Pour prendre l’exemple de la France, les directives européennes y ont en grande partie été transposées par la loi du 16 novembre 2001. Ainsi, les discriminations raciales – directes et indirectes – dans l’emploi sont désormais explicitement interdites et la loi prévoit que la charge de la preuve ne repose plus uniquement sur la victime. Dans ce sens, il existe un partage du fardeau de la preuve entre l’auteur·e et la victime : la victime doit présenter des éléments de faits laissant présumer l’existence d’une discrimination directe ou indirecte. Une fois cette présomption établie, c’est à l’auteur·e présumé·e de se défendre et, en l’occurrence, de prouver que sa décision repose sur des éléments objectifs et raisonnables. En outre, le droit français prévoit la possibilité pour les syndicats d’agir en justice à la place de la victime, avec son consentement114. Le droit français satisfait à cet égard aux recommandations de l’ECRI en matière de discriminations raciales115.

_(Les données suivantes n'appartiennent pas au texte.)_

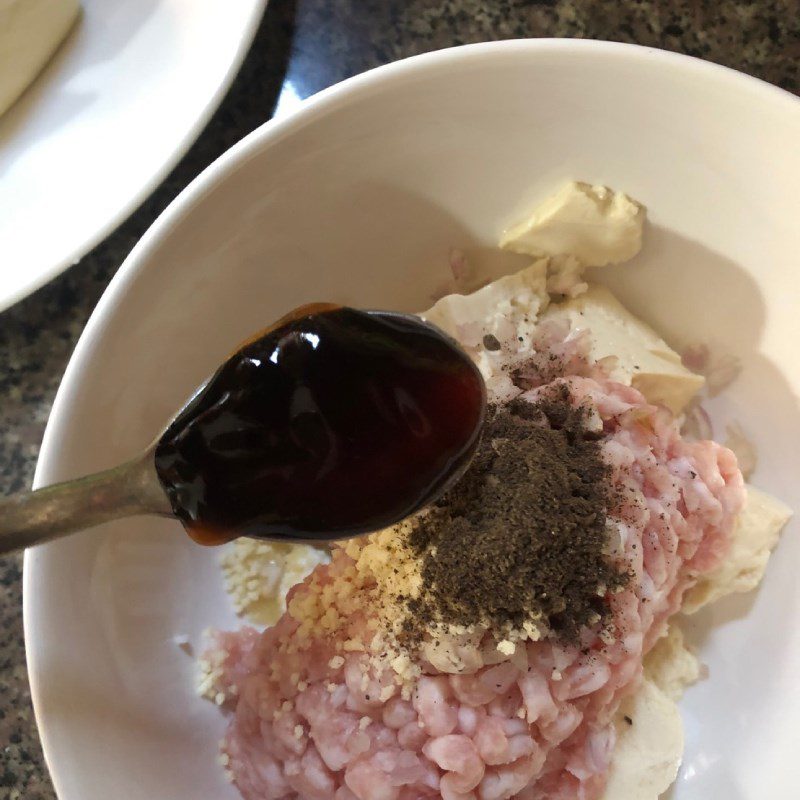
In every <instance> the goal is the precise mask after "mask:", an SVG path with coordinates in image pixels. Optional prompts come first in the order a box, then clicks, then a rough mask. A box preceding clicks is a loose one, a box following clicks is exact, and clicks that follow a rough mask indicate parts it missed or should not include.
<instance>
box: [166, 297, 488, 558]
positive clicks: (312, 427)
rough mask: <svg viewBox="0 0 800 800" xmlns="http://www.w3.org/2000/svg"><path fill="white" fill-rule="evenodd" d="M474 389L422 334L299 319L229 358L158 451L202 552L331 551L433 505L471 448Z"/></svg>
mask: <svg viewBox="0 0 800 800" xmlns="http://www.w3.org/2000/svg"><path fill="white" fill-rule="evenodd" d="M485 406H486V393H485V387H484V384H483V379H482V377H481V375H480V373H479V372H478V370H477V368H476V367H475V365H474V364H473V363H472V361H471V360H470V359H469V357H468V356H467V355H466V354H465V353H464V352H463V351H462V350H461V349H460V348H459V347H458V345H456V344H455V343H454V342H453V341H452V340H450V339H449V338H448V337H446V336H445V335H444V334H443V333H441V332H440V331H438V330H437V329H435V328H433V327H431V326H429V325H427V324H426V323H424V322H422V321H421V320H417V319H414V318H411V319H409V318H407V317H404V316H398V315H393V314H391V313H381V312H363V311H356V310H354V309H351V308H341V307H337V306H332V305H328V304H316V305H313V306H303V307H302V308H300V309H298V310H297V311H296V312H293V313H292V314H290V315H288V316H287V317H284V318H283V319H281V320H279V321H278V323H276V325H275V326H273V327H272V328H270V329H268V330H267V331H266V332H264V333H262V334H261V335H260V336H258V337H257V338H255V339H253V340H251V341H249V342H248V343H246V344H245V345H244V346H243V347H242V348H241V349H240V350H238V351H237V352H236V353H234V354H233V355H232V356H231V357H230V358H229V359H228V360H227V361H226V362H225V363H224V364H223V365H222V366H221V367H220V369H219V370H217V372H216V373H215V374H214V375H213V376H212V378H211V379H210V380H209V381H208V383H206V384H205V385H204V386H203V387H202V388H201V389H200V391H199V392H198V393H197V394H196V395H195V396H194V397H193V398H192V399H191V400H190V401H189V403H188V404H187V405H186V407H185V408H184V409H183V410H182V411H181V413H180V414H179V415H178V416H177V417H176V419H175V420H174V422H173V423H172V424H171V425H170V426H169V428H168V429H167V430H166V431H165V432H164V434H163V435H162V437H161V439H160V440H159V442H158V444H157V446H156V452H155V463H156V470H157V472H158V475H159V478H160V480H161V483H162V485H163V487H164V489H165V491H166V493H167V496H168V497H169V499H170V502H171V504H172V508H173V510H174V512H175V515H176V516H177V517H178V518H179V519H180V520H181V521H182V522H183V523H184V525H185V526H186V529H187V530H188V532H189V534H190V535H191V536H192V538H194V539H195V540H196V541H198V542H200V543H201V544H219V543H222V542H225V541H228V540H230V539H233V538H236V537H237V536H257V537H263V538H269V539H282V538H285V539H334V538H344V537H347V536H355V535H358V534H361V533H366V532H368V531H373V530H377V529H379V528H382V527H385V526H387V525H390V524H392V523H394V522H397V521H399V520H400V519H403V518H404V517H406V516H408V515H410V514H413V513H414V512H416V511H418V510H419V509H421V508H422V507H423V506H425V505H427V504H428V503H429V502H431V501H432V500H434V499H436V497H438V496H439V494H440V493H441V492H442V491H443V490H444V488H446V486H447V485H448V484H449V483H450V482H452V480H453V479H454V478H455V477H458V476H459V475H460V474H461V472H462V471H463V470H464V469H465V468H466V466H467V464H468V463H469V460H470V458H471V456H472V454H473V453H474V451H475V448H476V446H477V444H478V441H479V439H480V432H481V428H482V424H483V418H484V413H485Z"/></svg>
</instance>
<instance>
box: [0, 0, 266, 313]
mask: <svg viewBox="0 0 800 800" xmlns="http://www.w3.org/2000/svg"><path fill="white" fill-rule="evenodd" d="M81 6H82V8H83V14H82V16H81V19H80V20H79V22H78V24H77V25H76V26H75V28H74V29H73V30H72V31H71V33H70V35H69V36H68V37H67V39H66V41H65V42H64V44H63V45H62V47H61V48H60V49H59V50H58V52H57V53H56V55H55V57H54V58H53V59H52V60H51V61H50V63H49V64H48V65H47V67H46V68H45V69H44V71H43V72H42V73H41V74H40V75H39V76H38V78H37V79H36V81H35V82H34V83H33V84H32V85H31V87H30V88H29V89H28V90H27V91H26V92H25V94H23V95H22V97H20V99H19V100H18V101H17V102H16V103H15V104H14V105H13V106H12V107H11V109H9V111H8V112H7V113H6V114H4V115H3V116H2V117H0V310H2V309H3V308H6V307H7V306H9V305H11V304H12V303H14V302H15V301H17V300H18V299H20V298H21V297H23V296H24V295H26V294H28V293H29V292H32V291H33V290H34V289H37V288H38V287H39V286H41V285H42V284H44V283H45V282H46V281H48V280H50V279H51V278H52V277H54V276H55V275H56V274H58V273H59V272H60V271H61V270H63V269H65V268H66V267H68V266H70V265H71V264H73V263H75V262H76V261H78V259H80V258H81V257H82V256H84V255H85V254H86V253H87V252H88V251H89V250H90V249H91V248H92V247H94V245H96V244H97V243H98V242H100V241H101V240H102V239H103V238H104V237H105V236H107V235H108V234H109V233H111V231H113V230H114V228H116V227H117V225H119V224H120V223H121V222H122V221H123V220H124V219H125V217H127V216H128V214H130V213H131V212H132V211H133V210H134V209H135V208H136V207H137V206H138V205H139V204H140V203H141V202H142V201H143V200H144V199H145V198H146V197H147V196H148V195H149V194H150V193H151V192H152V191H153V189H154V188H155V187H156V186H157V185H158V183H159V182H160V181H161V180H162V179H163V178H165V177H166V175H167V173H168V172H169V171H170V170H171V169H172V167H173V166H175V164H176V163H177V162H178V159H179V158H180V157H181V156H182V155H183V154H184V153H185V152H186V150H187V149H188V148H189V146H190V145H191V144H192V142H193V141H194V140H195V138H196V137H197V135H198V134H199V133H200V131H201V130H202V129H203V126H204V125H205V124H206V123H207V122H208V120H209V118H210V117H211V114H212V112H213V111H214V109H216V107H217V105H218V104H219V102H220V101H221V100H222V98H223V97H224V95H225V92H226V90H227V89H228V87H229V86H230V83H231V81H232V80H233V78H234V76H235V75H236V72H237V71H238V69H239V65H240V64H241V63H242V59H243V58H244V56H245V53H246V52H247V48H248V47H249V46H250V43H251V41H252V40H253V35H254V34H255V32H256V29H257V27H258V22H259V20H260V19H261V16H262V15H263V13H264V8H265V6H266V0H236V2H230V0H81Z"/></svg>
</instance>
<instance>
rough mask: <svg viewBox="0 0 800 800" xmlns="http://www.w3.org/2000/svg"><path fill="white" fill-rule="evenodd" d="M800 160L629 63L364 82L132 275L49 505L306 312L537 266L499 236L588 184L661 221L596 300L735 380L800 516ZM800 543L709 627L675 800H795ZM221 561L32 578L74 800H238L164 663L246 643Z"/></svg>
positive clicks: (713, 92)
mask: <svg viewBox="0 0 800 800" xmlns="http://www.w3.org/2000/svg"><path fill="white" fill-rule="evenodd" d="M798 141H800V104H798V103H797V102H796V101H793V100H792V99H791V98H790V97H789V96H788V95H784V94H783V93H781V92H779V91H778V90H775V89H771V88H770V87H767V86H766V85H763V84H760V83H758V82H757V81H754V80H751V79H748V78H745V77H743V76H739V75H736V74H735V73H731V72H729V71H726V70H723V69H722V68H718V67H713V66H711V65H706V64H702V63H700V62H696V61H692V60H689V59H685V58H681V57H677V56H671V55H667V54H663V53H659V52H654V51H648V50H644V49H637V48H632V47H625V46H611V45H602V44H597V43H594V44H589V43H579V42H520V43H506V44H495V45H486V46H478V47H472V48H466V49H463V50H460V51H452V52H448V53H444V54H434V55H432V56H427V57H422V58H421V59H416V60H412V61H411V62H408V63H406V64H401V65H395V66H393V67H390V68H388V69H384V70H381V71H378V72H377V73H374V74H368V75H366V76H362V77H360V78H357V79H355V80H354V81H351V82H349V83H348V85H347V86H345V88H343V89H334V90H333V91H330V92H327V93H324V95H323V96H322V97H321V98H320V99H318V100H317V101H315V102H314V103H312V104H311V105H309V106H307V107H306V108H305V109H304V110H302V111H301V112H300V113H299V114H298V115H296V116H294V117H292V118H290V119H288V120H286V121H283V122H280V123H278V124H274V125H272V126H268V127H267V128H265V129H263V130H262V131H260V132H257V133H256V134H255V135H254V136H251V137H250V138H249V139H248V140H247V141H245V143H243V144H242V145H240V146H238V147H237V148H236V149H235V151H234V152H233V153H232V154H229V155H228V157H226V158H225V159H223V160H222V162H221V163H218V164H217V165H215V166H214V167H212V168H211V169H210V170H209V171H208V172H207V173H206V174H205V175H204V176H201V178H200V180H199V182H198V183H197V184H196V185H195V186H194V187H193V188H192V189H191V190H190V191H189V192H188V194H186V195H184V197H183V198H182V199H180V200H179V201H178V203H177V205H176V206H174V207H173V208H172V209H171V210H170V211H169V212H168V213H167V215H166V217H165V218H162V220H161V221H160V223H158V224H157V225H156V228H155V230H154V231H151V233H150V234H149V235H148V236H147V237H146V238H145V240H144V241H143V242H142V244H141V245H140V247H138V248H137V250H136V251H135V252H134V253H133V254H132V256H131V258H130V259H129V261H128V263H127V264H126V265H125V267H124V268H123V270H122V271H121V274H120V276H118V278H117V279H116V280H115V282H114V283H113V285H112V287H111V288H110V289H109V291H108V292H107V294H106V296H105V298H104V299H103V301H102V302H101V304H100V306H99V307H98V310H97V312H96V314H95V316H94V318H93V320H92V322H91V323H90V326H89V328H88V329H87V331H86V333H85V334H84V336H83V338H82V340H81V343H80V345H79V347H78V350H77V352H76V355H75V357H74V359H73V362H72V364H71V366H70V369H69V371H68V374H67V377H66V378H65V381H64V384H63V386H62V389H61V392H60V394H59V398H58V401H57V406H56V409H55V411H54V413H53V417H52V419H51V423H50V426H49V428H48V432H47V437H46V442H45V446H44V449H43V453H42V459H41V462H40V469H39V472H38V475H37V480H38V482H39V483H47V482H50V481H53V480H56V479H62V478H67V477H72V476H76V475H78V474H80V473H83V472H86V471H89V470H95V469H99V468H102V467H107V466H109V465H112V464H114V463H116V462H119V461H121V460H123V459H124V458H126V457H128V456H130V455H131V454H133V453H134V452H136V451H137V450H138V449H139V448H141V447H143V446H144V445H146V444H147V443H148V442H149V441H150V439H151V438H152V437H153V436H154V435H155V434H156V433H157V432H158V431H159V429H160V427H161V425H162V424H163V423H164V422H165V421H166V420H167V418H168V416H169V415H170V413H171V412H172V411H173V410H174V409H175V408H177V407H178V406H179V405H180V404H181V403H182V402H183V400H184V399H185V398H186V396H187V394H188V393H189V392H190V391H191V390H192V388H193V387H194V386H195V385H196V384H197V383H199V382H200V381H201V380H202V379H203V378H204V377H205V376H206V375H207V374H208V373H209V372H210V371H211V370H212V368H213V367H214V366H215V365H216V364H217V363H218V362H219V361H220V360H221V358H222V357H223V356H224V355H225V354H226V353H228V352H229V351H230V350H231V348H232V347H233V346H235V345H236V344H237V342H238V341H240V340H241V339H243V338H244V337H245V336H247V335H248V334H250V333H251V332H252V331H254V330H257V329H259V328H260V327H262V326H263V325H264V324H265V323H268V322H269V321H271V320H272V319H274V318H275V317H277V316H278V315H279V314H281V313H282V312H284V311H285V310H286V309H288V308H290V307H292V306H295V305H297V304H299V303H301V302H305V301H311V300H316V299H323V300H334V301H340V302H344V303H349V304H355V305H360V306H368V307H369V306H372V307H392V308H398V309H422V308H425V307H427V306H428V305H429V304H430V295H431V293H432V292H433V291H434V290H435V288H436V287H438V286H439V285H440V284H441V282H442V281H443V280H444V279H445V278H446V277H447V275H448V267H447V259H448V253H449V250H450V248H453V247H457V248H460V249H462V250H463V251H465V252H466V254H467V256H468V257H470V258H471V259H472V260H473V261H474V262H475V263H476V264H478V265H479V267H480V269H481V270H482V271H483V272H485V273H486V274H499V273H501V272H505V271H509V270H511V269H514V268H516V267H519V266H523V265H524V264H525V263H526V262H525V260H524V259H519V258H517V257H509V256H504V255H502V254H499V253H497V252H496V251H495V249H494V244H495V242H496V241H497V238H498V234H499V233H500V231H501V229H502V228H503V227H504V226H505V225H507V224H508V223H510V222H512V221H514V220H515V219H516V218H517V217H518V215H519V214H520V213H522V212H523V211H525V210H526V209H527V208H528V207H529V206H530V205H531V204H532V203H534V202H535V201H537V200H539V199H541V198H542V197H543V196H544V195H545V194H547V193H548V192H549V191H551V190H552V189H553V188H555V187H556V186H557V185H558V184H559V183H560V182H561V181H563V180H565V179H571V178H578V179H581V180H588V181H593V182H600V183H606V184H608V185H610V186H613V187H614V188H618V189H622V190H624V191H626V192H628V193H629V194H631V195H632V196H633V197H635V198H637V199H638V200H640V201H642V202H643V203H645V204H646V205H647V206H648V208H649V220H650V223H649V227H648V231H647V237H646V244H645V248H644V251H643V253H642V254H641V256H640V257H638V258H637V259H636V261H635V263H632V264H630V265H628V266H625V267H622V268H618V269H614V270H611V271H609V272H608V273H605V272H603V273H602V275H600V276H598V277H601V278H602V279H603V280H607V281H608V282H609V283H610V284H612V285H613V286H614V288H615V289H616V290H618V292H619V294H620V295H621V297H622V299H623V300H625V301H626V302H628V303H629V304H630V306H631V307H632V308H633V309H634V310H636V311H638V312H640V313H641V314H642V316H643V317H645V318H646V319H647V320H648V321H650V322H651V323H652V324H654V325H655V326H656V327H657V328H658V329H659V330H660V331H661V332H662V333H663V334H665V335H666V337H667V338H668V339H669V340H670V341H671V342H673V343H674V344H678V345H680V344H682V343H686V342H689V341H706V342H709V343H711V344H712V345H714V346H715V347H717V348H719V349H722V350H723V351H724V352H729V353H733V354H735V355H737V356H739V357H741V359H742V361H743V364H744V369H743V372H742V375H741V377H740V379H739V380H737V381H736V383H735V384H734V385H733V386H732V387H730V389H729V390H728V391H727V392H726V394H725V395H724V397H723V398H721V399H720V400H719V401H718V402H716V403H715V407H714V412H715V419H716V420H717V421H720V420H721V421H723V422H724V421H725V420H728V419H733V418H735V419H737V420H739V421H740V422H741V424H742V426H743V427H744V429H745V430H746V431H747V432H748V433H749V434H751V435H752V436H753V438H754V439H755V441H756V443H757V445H758V447H759V451H760V457H761V460H760V465H759V468H758V471H757V473H756V476H755V482H756V483H757V484H758V485H760V486H762V487H763V488H766V489H768V490H770V491H771V492H773V493H774V494H776V495H778V496H779V497H781V498H782V499H784V500H785V501H786V502H788V503H789V504H790V505H792V506H793V507H794V508H798V507H800V467H799V466H798V459H797V458H796V452H795V450H796V443H797V442H798V441H800V414H798V402H797V396H798V391H800V359H798V357H797V355H796V353H795V351H794V344H795V342H796V339H797V334H798V322H797V310H796V303H795V302H794V301H795V298H796V297H797V294H798V286H799V284H798V277H797V254H798V252H800V235H799V234H798V229H799V226H798V220H799V219H800V202H799V201H798V196H799V195H798V193H797V185H798V179H799V178H800V148H798V147H797V142H798ZM717 434H718V435H721V434H724V429H723V428H721V427H719V426H718V430H717ZM796 533H797V525H796V523H791V524H790V527H789V529H788V531H787V533H786V535H785V537H784V540H783V542H782V543H781V545H780V548H779V550H778V552H777V554H776V556H775V558H774V559H773V561H772V563H771V565H770V569H769V573H768V576H767V580H766V581H765V584H764V586H763V588H762V589H761V590H760V591H759V592H758V593H757V594H755V595H753V596H746V597H742V598H734V599H731V600H729V601H725V602H721V603H719V604H718V605H716V606H714V607H713V608H712V609H711V610H710V611H709V612H708V613H704V614H702V615H700V616H699V617H698V618H697V619H696V620H695V621H694V622H693V623H692V638H693V640H694V641H696V642H697V643H698V644H699V646H700V649H701V653H702V657H703V659H704V660H705V661H706V662H707V663H708V664H709V667H710V675H711V677H710V679H709V680H706V681H704V682H702V683H701V684H700V685H698V686H696V687H694V688H692V689H691V690H690V691H689V693H688V694H687V696H686V698H685V700H684V702H683V704H682V707H683V710H684V714H685V719H686V727H687V749H686V757H685V762H684V766H683V769H682V772H681V776H680V778H679V781H678V785H677V787H676V789H675V791H674V796H675V798H680V800H689V798H692V799H693V800H700V799H701V798H708V797H711V796H725V797H727V798H729V799H730V800H738V799H739V798H748V800H749V799H750V798H756V797H763V798H768V797H788V796H789V794H787V792H790V793H791V791H792V790H793V789H792V790H790V787H796V786H797V785H800V761H798V759H797V758H796V757H795V738H796V737H795V733H794V732H795V731H796V729H797V726H798V725H800V693H798V692H796V690H795V689H796V675H797V674H798V672H799V671H800V628H798V627H797V626H795V625H793V624H791V622H789V624H787V621H791V620H793V619H794V618H796V617H797V616H798V614H800V588H798V584H797V582H796V579H795V572H796V565H797V564H798V563H800V562H799V561H798V559H800V553H799V552H798V548H799V547H800V545H799V544H798V541H797V537H796ZM217 558H218V553H217V552H214V551H212V550H205V549H201V548H199V547H197V546H195V545H193V544H192V543H191V542H190V541H189V540H188V538H187V537H185V535H183V533H182V531H181V530H180V528H179V527H178V526H177V525H173V524H170V523H164V522H153V521H151V520H148V519H136V520H131V521H128V522H124V523H119V524H115V525H109V526H106V527H104V528H101V529H98V530H95V531H92V532H88V533H85V534H81V535H79V536H76V537H73V538H71V539H69V540H66V541H63V542H59V543H55V544H51V545H48V546H46V547H44V548H40V549H38V550H36V551H33V552H32V553H30V554H29V556H28V559H27V564H26V630H27V640H28V648H29V658H30V665H31V679H32V683H33V690H34V698H35V703H36V708H37V712H38V719H39V722H40V726H41V732H42V736H43V741H44V745H45V749H46V754H47V757H48V761H49V764H50V767H51V770H52V773H53V776H54V779H55V782H56V786H57V789H58V791H59V795H60V797H61V800H106V798H108V797H113V796H121V795H124V796H125V797H126V798H127V800H145V798H146V799H147V800H152V798H159V800H166V799H167V798H170V799H172V798H174V799H175V800H186V799H187V798H190V797H211V796H213V797H217V798H234V797H236V796H237V794H236V792H235V790H233V789H232V788H231V787H229V786H226V785H225V784H224V781H223V779H222V774H221V769H220V767H219V766H218V765H217V764H216V761H215V752H216V743H217V740H218V738H219V736H220V735H221V733H222V730H223V727H224V721H223V718H222V716H221V714H220V713H219V711H218V710H217V709H216V708H214V707H213V706H211V705H210V704H208V703H206V702H204V701H201V700H200V699H198V698H197V697H195V696H194V693H193V672H194V666H193V663H192V660H191V658H189V657H188V656H187V655H186V654H185V653H184V652H182V651H181V650H180V649H179V648H178V647H177V645H176V644H175V642H174V641H173V637H174V636H182V635H185V636H188V638H189V640H190V641H191V642H192V644H193V645H194V647H195V648H198V647H199V645H200V636H201V631H202V630H203V629H204V628H205V627H207V626H209V625H224V626H233V625H235V624H236V621H235V618H234V616H233V614H232V612H231V610H230V608H229V606H228V603H227V600H226V598H225V596H224V592H223V589H222V583H221V576H220V574H219V571H218V568H217ZM745 615H746V616H745Z"/></svg>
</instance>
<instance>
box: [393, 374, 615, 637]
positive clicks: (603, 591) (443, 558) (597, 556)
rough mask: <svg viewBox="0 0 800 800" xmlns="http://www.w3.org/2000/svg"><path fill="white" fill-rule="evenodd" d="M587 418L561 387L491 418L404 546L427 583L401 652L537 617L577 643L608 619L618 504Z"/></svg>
mask: <svg viewBox="0 0 800 800" xmlns="http://www.w3.org/2000/svg"><path fill="white" fill-rule="evenodd" d="M586 416H587V412H586V409H584V408H581V407H575V406H574V405H573V403H572V402H571V398H570V393H569V389H568V387H567V386H566V385H563V384H562V385H560V386H559V387H557V388H554V389H553V390H552V391H551V392H549V393H547V394H546V396H545V397H543V398H542V399H540V400H539V401H538V402H537V403H529V402H527V401H524V400H519V401H514V402H512V403H510V404H508V405H506V406H502V407H496V408H493V409H492V410H491V414H490V416H489V419H488V420H487V423H486V428H485V431H484V437H483V442H482V444H481V446H480V448H479V450H478V453H477V455H476V457H475V459H474V461H473V463H472V465H471V466H470V468H469V470H468V471H467V473H466V474H465V475H464V477H463V478H462V479H461V480H460V481H459V483H458V484H457V485H456V486H455V487H454V488H453V489H452V490H451V491H450V492H449V493H448V494H446V495H445V496H444V497H443V498H442V499H441V500H440V501H439V502H438V503H437V504H436V506H435V507H434V508H432V509H431V511H430V513H429V514H427V515H425V516H423V517H421V518H419V519H418V520H417V521H416V522H415V523H414V525H413V526H412V528H411V530H410V532H409V534H408V539H407V545H408V546H409V547H410V549H411V550H412V552H414V554H415V555H417V556H418V557H420V559H421V561H422V579H423V589H422V592H421V594H420V596H419V597H418V598H414V599H408V600H407V606H408V621H407V624H406V631H405V632H406V637H407V639H408V640H409V641H412V640H413V639H415V638H419V637H420V636H422V635H423V631H424V629H425V627H426V626H428V625H430V624H431V623H437V622H441V623H449V624H454V625H471V624H474V623H478V622H481V623H484V624H487V625H489V626H490V628H492V629H493V630H497V631H503V630H505V629H507V628H508V627H509V626H510V627H512V628H519V627H520V626H521V625H522V623H523V622H525V621H526V620H529V619H531V618H532V617H534V616H539V617H540V618H541V621H543V622H544V623H545V624H546V625H547V627H548V628H549V630H550V632H551V633H552V635H554V636H555V637H557V638H559V639H561V640H563V641H569V642H575V641H576V640H577V638H578V634H579V631H580V629H581V627H582V626H585V625H593V624H598V623H599V622H600V621H602V620H605V619H606V618H607V616H608V611H609V609H608V606H607V603H606V600H605V597H606V595H607V592H608V591H613V590H614V589H616V588H618V587H621V586H622V585H624V583H625V581H626V578H627V575H626V573H625V572H622V571H620V569H619V568H618V567H617V566H616V565H614V564H612V563H611V561H610V560H609V559H608V557H607V555H606V552H607V538H608V535H607V528H606V515H607V512H608V511H609V508H610V506H611V505H613V503H614V497H613V495H614V492H613V489H612V487H611V482H610V470H609V467H608V466H607V465H606V463H605V462H604V461H603V460H602V458H601V451H600V443H599V441H598V436H597V434H594V433H592V432H590V431H588V430H587V429H586V424H585V421H586Z"/></svg>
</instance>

Bonne pratique : Allègement du fardeau de la preuve en droit français

Le droit français connaît déjà l’allègement du fardeau de la preuve en cas de discrimination présumée au travail. L’art. L1134-1 du code du travail français dispose :

« Lorsque survient un litige en raison d’une méconnaissance des dispositions du chapitre II [principe de non-discrimination], le candidat à un emploi, à un stage ou à une période de formation en entreprise ou le salarié présente des éléments de fait laissant supposer l’existence d’une discrimination directe ou indirecte, telle que définie à l’article 1er de la loi n° 2008-496 du 27 mai 2008 portant diverses dispositions d’adaptation au droit communautaire dans le domaine de la lutte contre les discriminations.

Au vu de ces éléments, il incombe à la partie défenderesse de prouver que sa décision est justifiée par des éléments objectifs étrangers à toute discrimination.

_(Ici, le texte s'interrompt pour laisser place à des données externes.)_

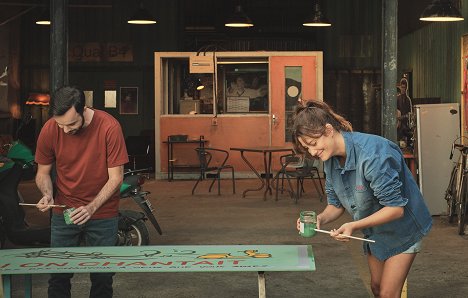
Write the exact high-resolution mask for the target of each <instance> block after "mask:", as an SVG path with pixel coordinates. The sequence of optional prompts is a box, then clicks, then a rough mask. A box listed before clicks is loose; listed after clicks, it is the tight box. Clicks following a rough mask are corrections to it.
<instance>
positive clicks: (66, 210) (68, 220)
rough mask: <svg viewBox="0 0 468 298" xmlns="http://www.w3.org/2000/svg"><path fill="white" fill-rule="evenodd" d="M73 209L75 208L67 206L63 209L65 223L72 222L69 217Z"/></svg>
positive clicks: (70, 222) (73, 209) (72, 222)
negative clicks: (66, 208) (72, 207)
mask: <svg viewBox="0 0 468 298" xmlns="http://www.w3.org/2000/svg"><path fill="white" fill-rule="evenodd" d="M73 211H75V208H68V209H65V210H63V218H64V219H65V223H66V224H67V225H71V224H73V220H72V219H71V217H70V214H71V213H72V212H73Z"/></svg>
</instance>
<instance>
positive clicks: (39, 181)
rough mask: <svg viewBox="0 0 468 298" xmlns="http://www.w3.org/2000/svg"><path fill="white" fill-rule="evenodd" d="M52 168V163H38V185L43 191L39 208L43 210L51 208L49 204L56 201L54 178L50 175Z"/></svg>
mask: <svg viewBox="0 0 468 298" xmlns="http://www.w3.org/2000/svg"><path fill="white" fill-rule="evenodd" d="M51 170H52V165H51V164H50V165H41V164H38V165H37V174H36V185H37V187H38V188H39V190H40V191H41V193H42V198H41V199H40V200H39V202H38V203H37V208H38V209H39V210H40V211H42V212H44V211H47V210H49V209H50V208H51V207H49V205H50V204H53V203H54V197H53V186H52V178H51V177H50V172H51Z"/></svg>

Le juge forme sa conviction après avoir ordonné, en cas de besoin, toutes les mesures d’instruction qu’il estime utiles. »

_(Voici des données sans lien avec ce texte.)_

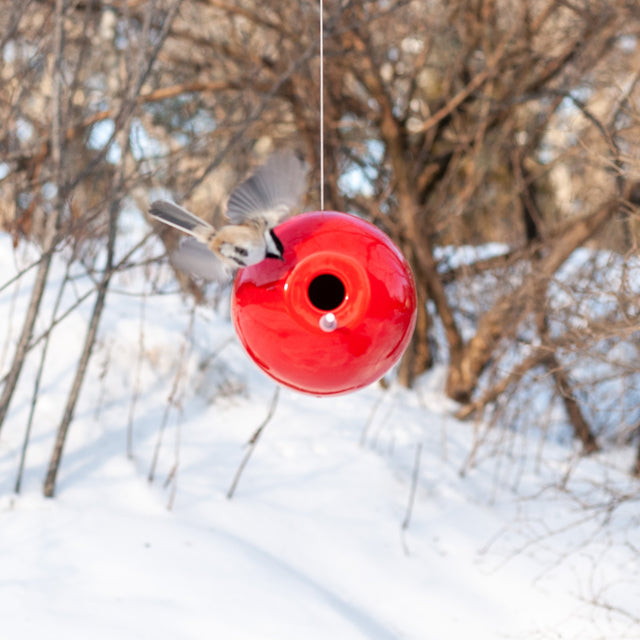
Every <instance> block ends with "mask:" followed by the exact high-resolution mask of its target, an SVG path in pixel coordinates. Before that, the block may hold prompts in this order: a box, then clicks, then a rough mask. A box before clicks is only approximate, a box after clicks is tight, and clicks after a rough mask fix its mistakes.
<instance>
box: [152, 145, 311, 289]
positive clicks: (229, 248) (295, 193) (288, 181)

Ces dispositions n’ont certes pas permis de mettre fin aux discriminations raciales au travail en France en particulier116, mais leur mise en œuvre en Suisse permettrait de combler des lacunes juridiques importantes relevées par les études menées ces dernières années. En effet, le problème de la preuve de la discrimination raciale, l’absence d’une norme en droit privé interdisant de manière explicite les discriminations raciales (directes et indirectes) au travail et les possibilités très limitées de recours corporatif, expliquent en grande partie la rareté de la jurisprudence des cours civiles en Suisse (sans réparations pour les victimes, ni effet dissuasif pour les parties employeuses). Or, plusieurs de ces bonnes pratiques existent déjà en partie dans l’ordre juridique suisse, mais uniquement s’agissant des discriminations sexistes au travail.

Conclusion

Partant du constat que le droit civil suisse ne protège pas de manière adéquate contre les discriminations raciales dans le cadre du travail, la présente contribution a exploré la manière dont le droit suisse pourrait règlementer cette question. Elle a notamment proposé une piste spécifique, à savoir, transposer la loi sur l’égalité, qui protège contre les discriminations sexistes, aux discriminations fondées sur la « race ». Nous avons ainsi présenté diûérentes mesures phares de la LEg, comme l’allègement du fardeau de la preuve, la qualité pour agir des associations, les indemnités forfaitaires en cas de discrimination, la possibilité de demander une motivation écrite en cas de refus d’embauche, ou encore la protection contre les congés-représailles. Sur tous ces points117, une règlementation analogue, appliquée cette fois-ci aux discriminations raciales118, constituerait une avancée significative en matière de protection contre les discriminations dans le cadre du travail (recommandations a et b). Des mécanismes similaires sont d’ailleurs également prévus en droit européen, comme l’a montré le cas de la France. Une telle loi s’avère d’autant plus nécessaire que la protection de la personnalité n’a que très rarement été mobilisée pour protéger contre des discriminations raciales. En effet, même si cette possibilité existe en principe, son application effective reste limitée à quelques rares cas particulièrement flagrants.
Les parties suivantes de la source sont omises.